Kejagung akan Kejar Djoko Tjandra di Singapura

M Rizki Maulana - detikNews
Jumat, 21 Des 2012 13:45 WIB
Kejagung akan Kejar Djoko Tjandra di Singapura
Jakarta - Kejaksaan Agung (Kejagung) menyatakan akan tetap melakukan pengejaran terhadap Djoko Tjandra. Meski buron cessie (hak tagih) Bank Bali itu sudah menjadi WN Papua New Guinea dan lebih sering tinggal di Singapura.

"Dengan pemerintah Singapura kita akan melakukan koordinasi juga," ujar Wakil Jaksa Agung, Darmono, di Gedung Kejagung, Jalan Sultan Hasanuddin, Jakarta Selatan, Jumat (21/12/2012).

Menurut Darmono, pihaknya akan segera mengirimkan surat kepada otoritas Singapura. Hal ini dilakukan agar pemerintah Singapura membantu mendeteksi keberadaan pria yang sudah merubah namanya menjadi Joe Chan itu.

SCROLL TO CONTINUE WITH CONTENT

"Koordinasi dulu. Semua kemungkinan akan kita tindak lanjuti," terang Darmono.

Djoko Tjandra merupakan buron dalam kasus cessie (hak tagih) Bank Bali.
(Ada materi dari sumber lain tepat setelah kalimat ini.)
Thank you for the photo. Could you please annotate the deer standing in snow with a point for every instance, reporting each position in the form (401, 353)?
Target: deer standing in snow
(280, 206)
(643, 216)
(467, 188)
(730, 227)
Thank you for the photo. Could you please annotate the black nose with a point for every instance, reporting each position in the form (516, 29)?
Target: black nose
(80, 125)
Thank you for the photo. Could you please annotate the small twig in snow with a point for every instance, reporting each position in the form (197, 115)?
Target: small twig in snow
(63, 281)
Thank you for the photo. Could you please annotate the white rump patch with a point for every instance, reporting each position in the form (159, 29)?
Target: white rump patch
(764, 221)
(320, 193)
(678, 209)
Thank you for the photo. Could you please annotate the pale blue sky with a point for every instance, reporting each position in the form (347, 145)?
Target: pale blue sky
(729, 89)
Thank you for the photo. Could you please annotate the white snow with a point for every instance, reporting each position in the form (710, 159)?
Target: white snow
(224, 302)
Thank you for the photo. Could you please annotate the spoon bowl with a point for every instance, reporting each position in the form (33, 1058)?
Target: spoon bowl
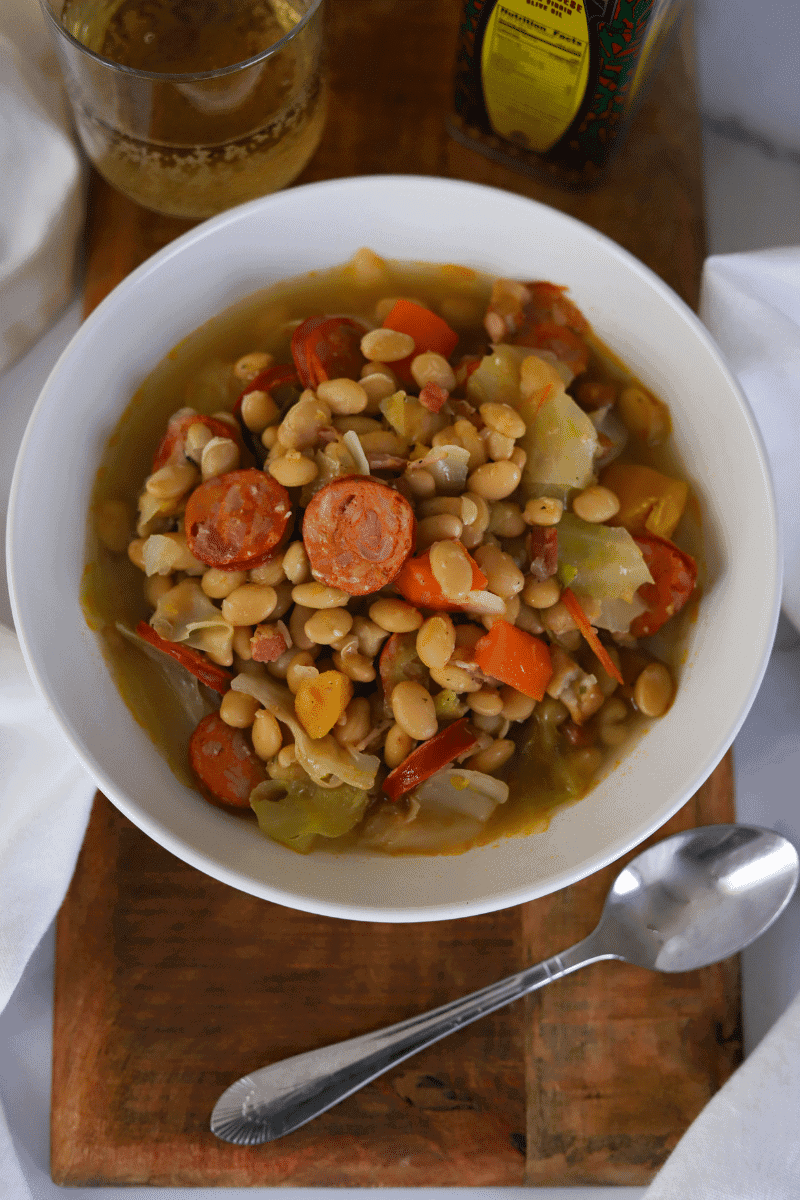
(698, 897)
(687, 901)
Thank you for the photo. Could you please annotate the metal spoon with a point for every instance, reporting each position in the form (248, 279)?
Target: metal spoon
(685, 903)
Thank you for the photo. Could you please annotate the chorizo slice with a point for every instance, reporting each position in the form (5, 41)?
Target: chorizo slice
(358, 533)
(224, 762)
(235, 521)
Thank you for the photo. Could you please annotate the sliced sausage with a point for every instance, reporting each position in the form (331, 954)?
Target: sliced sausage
(358, 533)
(235, 521)
(224, 762)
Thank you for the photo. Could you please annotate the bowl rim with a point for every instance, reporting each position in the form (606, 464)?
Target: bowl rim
(229, 875)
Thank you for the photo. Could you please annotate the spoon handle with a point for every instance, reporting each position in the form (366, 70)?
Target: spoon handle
(280, 1098)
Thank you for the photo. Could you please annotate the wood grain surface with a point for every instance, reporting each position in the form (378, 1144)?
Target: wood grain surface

Kasus ini bermula pada 11 Januari 1999 ketika disusun sebuah perjanjian pengalihan tagihan piutang antara Bank Bali yang diwakili oleh Rudy Ramli dan Rusli Suryadi dengan Djoko Tjandra selaku Direktur Utama PT Persada Harum Lestari, mengenai tagihan utang Bank Bali terhadap Bank Tiara sebesar Rp 38 miliar. Pembayaran utang kepada Bank Bali diputuskan dilakukan selambat-lambatnya pada tanggal 11 Juni 1999.

Selain soal tagihan utang Bank Bali terhadap Bank Tiara, disusun pula perjanjian pengalihan tagihan utang antara Bank Bali dengan Djoko Tjandra mengenai tagihan piutang Bank Bali terhadap Bank Dagang Negara Indonesia (BDNI) dan Bank Umum Nasional (BUN) sebesar lebih dari Rp 798 miliar. Pembayaran utang kepada Bank Bali diputuskan dilakukan selambat-lambatnya 3 bulan setelah perjanjian itu dibuat. Untuk perjanjian tagihan utang yang kedua ini, Joko Tjandra berperan selaku Direktur PT Era Giat Prima.

Djoko diduga meninggalkan Indonesia dengan pesawat carteran dari Bandara Halim Perdanakusumah di Jakarta ke Port Moresby pada 10 Juni 2009, hanya satu hari sebelum Mahkamah Agung (MA) mengeluarkan keputusan atas perkaranya. MA menyatakan Djoko Tjandra bersalah dan harus membayar denda Rp 15 juta serta uangnya di Bank Bali sebesar Rp 54 miliar dirampas untuk negara.